Прежде чем мне поставили диагноз, мать водила меня к врачу. С тех пор май для меня — роковой месяц. У меня предчувствие, может быть, ошибочное, что я умру в мае. Май всегда прекрасен, но в том году он был особенно прекрасным. Болезнь, высокая температура, яркое солнце — все вместе возбуждало меня и одновременно наводило безграничную грусть. Ветер на улицах гнал клубы пыли, на всем был налет эротичности: нарождающаяся сексуальность, созревание, женщины без пальто, — что-то сладко-горькое, противное и вместе с тем блаженное обволакивало мою жалкую тощую фигуру в очках.

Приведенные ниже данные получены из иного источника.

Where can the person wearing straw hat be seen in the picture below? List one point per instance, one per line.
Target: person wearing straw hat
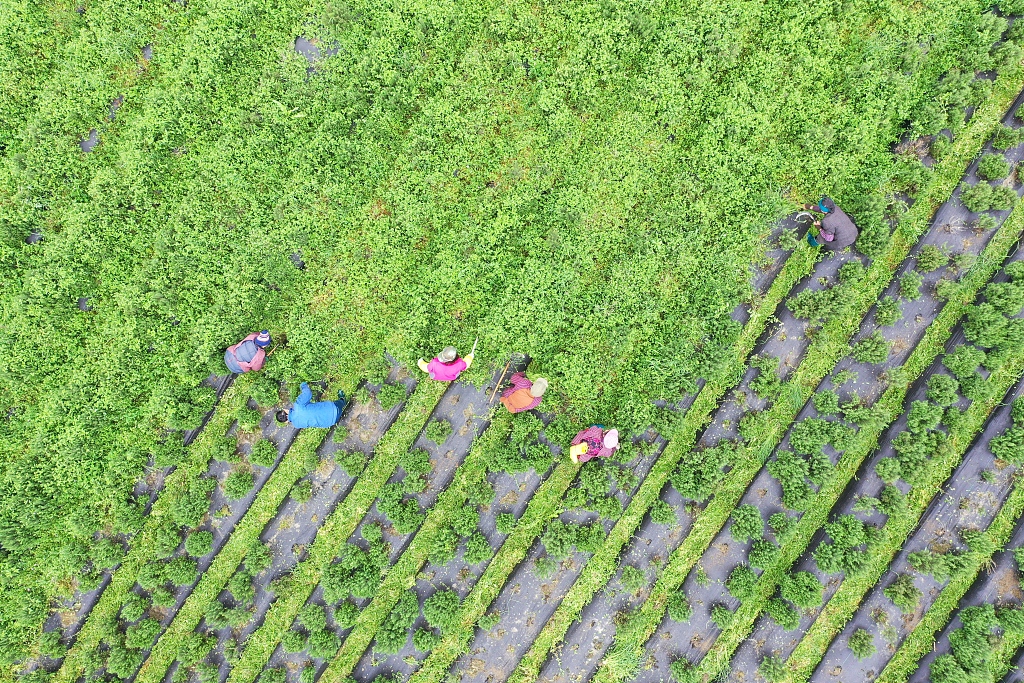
(523, 394)
(836, 230)
(249, 353)
(446, 366)
(594, 442)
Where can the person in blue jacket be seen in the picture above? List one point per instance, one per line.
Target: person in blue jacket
(309, 413)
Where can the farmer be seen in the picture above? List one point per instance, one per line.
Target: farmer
(523, 394)
(309, 413)
(594, 442)
(446, 366)
(836, 230)
(248, 354)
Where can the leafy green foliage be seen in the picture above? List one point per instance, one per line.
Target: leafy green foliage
(441, 609)
(393, 634)
(698, 471)
(747, 523)
(438, 431)
(741, 583)
(782, 613)
(802, 589)
(993, 167)
(872, 349)
(199, 544)
(943, 389)
(903, 593)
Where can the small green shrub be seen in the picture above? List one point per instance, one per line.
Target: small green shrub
(248, 419)
(263, 454)
(782, 613)
(425, 639)
(742, 583)
(135, 605)
(992, 167)
(747, 523)
(181, 571)
(887, 311)
(663, 513)
(477, 549)
(199, 544)
(943, 389)
(441, 609)
(312, 617)
(1003, 198)
(438, 431)
(238, 483)
(826, 402)
(772, 669)
(873, 349)
(903, 593)
(722, 616)
(323, 644)
(976, 198)
(802, 589)
(861, 644)
(162, 597)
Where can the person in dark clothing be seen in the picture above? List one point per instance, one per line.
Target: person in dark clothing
(836, 230)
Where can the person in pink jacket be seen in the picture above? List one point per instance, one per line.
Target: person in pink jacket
(594, 441)
(446, 366)
(249, 353)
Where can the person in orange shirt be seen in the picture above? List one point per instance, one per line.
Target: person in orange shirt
(523, 394)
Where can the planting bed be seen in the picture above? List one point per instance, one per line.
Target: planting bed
(814, 487)
(289, 535)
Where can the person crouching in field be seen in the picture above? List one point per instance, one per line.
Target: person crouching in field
(836, 230)
(523, 394)
(248, 354)
(309, 413)
(446, 366)
(594, 442)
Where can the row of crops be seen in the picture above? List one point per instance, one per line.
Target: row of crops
(826, 515)
(838, 501)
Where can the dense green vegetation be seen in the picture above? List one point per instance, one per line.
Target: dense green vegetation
(586, 183)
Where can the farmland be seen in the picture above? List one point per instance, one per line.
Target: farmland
(819, 477)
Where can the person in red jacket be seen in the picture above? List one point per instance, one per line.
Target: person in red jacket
(446, 366)
(594, 442)
(523, 394)
(249, 353)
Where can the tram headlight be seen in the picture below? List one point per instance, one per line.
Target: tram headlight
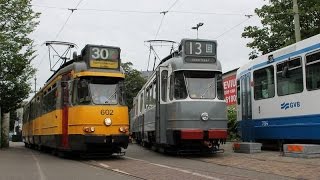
(204, 116)
(107, 121)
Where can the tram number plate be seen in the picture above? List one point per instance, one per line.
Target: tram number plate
(106, 112)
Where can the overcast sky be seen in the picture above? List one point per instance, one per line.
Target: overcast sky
(128, 23)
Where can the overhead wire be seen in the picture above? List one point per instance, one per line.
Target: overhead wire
(61, 29)
(140, 12)
(248, 17)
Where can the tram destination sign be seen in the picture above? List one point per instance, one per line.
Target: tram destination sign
(104, 57)
(199, 51)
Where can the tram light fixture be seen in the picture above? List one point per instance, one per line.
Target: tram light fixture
(107, 121)
(88, 129)
(197, 27)
(204, 116)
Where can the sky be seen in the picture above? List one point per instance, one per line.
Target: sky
(129, 23)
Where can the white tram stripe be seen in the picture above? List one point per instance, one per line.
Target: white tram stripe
(176, 169)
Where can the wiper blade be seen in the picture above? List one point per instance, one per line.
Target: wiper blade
(206, 90)
(111, 96)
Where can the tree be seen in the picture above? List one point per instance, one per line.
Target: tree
(133, 82)
(17, 21)
(232, 122)
(277, 29)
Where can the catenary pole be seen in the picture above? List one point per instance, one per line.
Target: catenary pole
(296, 21)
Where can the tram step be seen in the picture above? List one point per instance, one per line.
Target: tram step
(247, 147)
(301, 150)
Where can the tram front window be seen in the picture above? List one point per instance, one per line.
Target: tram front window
(200, 84)
(103, 93)
(100, 90)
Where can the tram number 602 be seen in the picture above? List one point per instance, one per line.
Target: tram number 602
(106, 112)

Мир, внезапно расширившийся благодаря маю и уникальным историческим событиям, казалось, возносил меня ввысь и в то же время был невыносим.
В июне кончилась школа. Надо было решать, что делать дальше. В условиях Третьего рейха в моем распоряжении были следующие профучилища: торговое — двухлетние курсы для продавцов — и химическое, выпускающее лаборантов с начальными знаниями для химической промышленности.
И это все. По окончании семилетки мне предстояло пополнить ряды трудящихся поляков, получать раз в месяц натуроплату водкой, продовольственный паек и необходимый запас наличных на курево в купюрах Генерал-губернаторства[41]. Тем временем приходили все более волнующие вести. На Восточном фронте бои шли уже в границах довоенной Польши, на Западном — войска союзников прочно укрепились в Нормандии и через Ла-Манш прибывали все новые подкрепления, а разгромленные люфтваффе прекратили свое существование. Отец принес с почты тревожное известие: в гестапо поступили доносы, и надо ожидать арестов. В считанные дни мы собрались, заперли квартиру и уехали в Боженчин.
Я не был в Боженчине два года. Теперь тут стало небезопасно. Рота немецкой жандармерии завладела так называемым Католическим домом — двухэтажным зданием с театральным залом, в котором прихожане представляли благочестивый репертуар. Католический дом соседствовал с дедовским, и теперь не стоило близко к нему подходить. Только издалека и украдкой я посматривал на двух украинок, привезенных жандармами. Бабы хоть куда, держались вместе, стирали, штопали и говорили на незнакомом языке.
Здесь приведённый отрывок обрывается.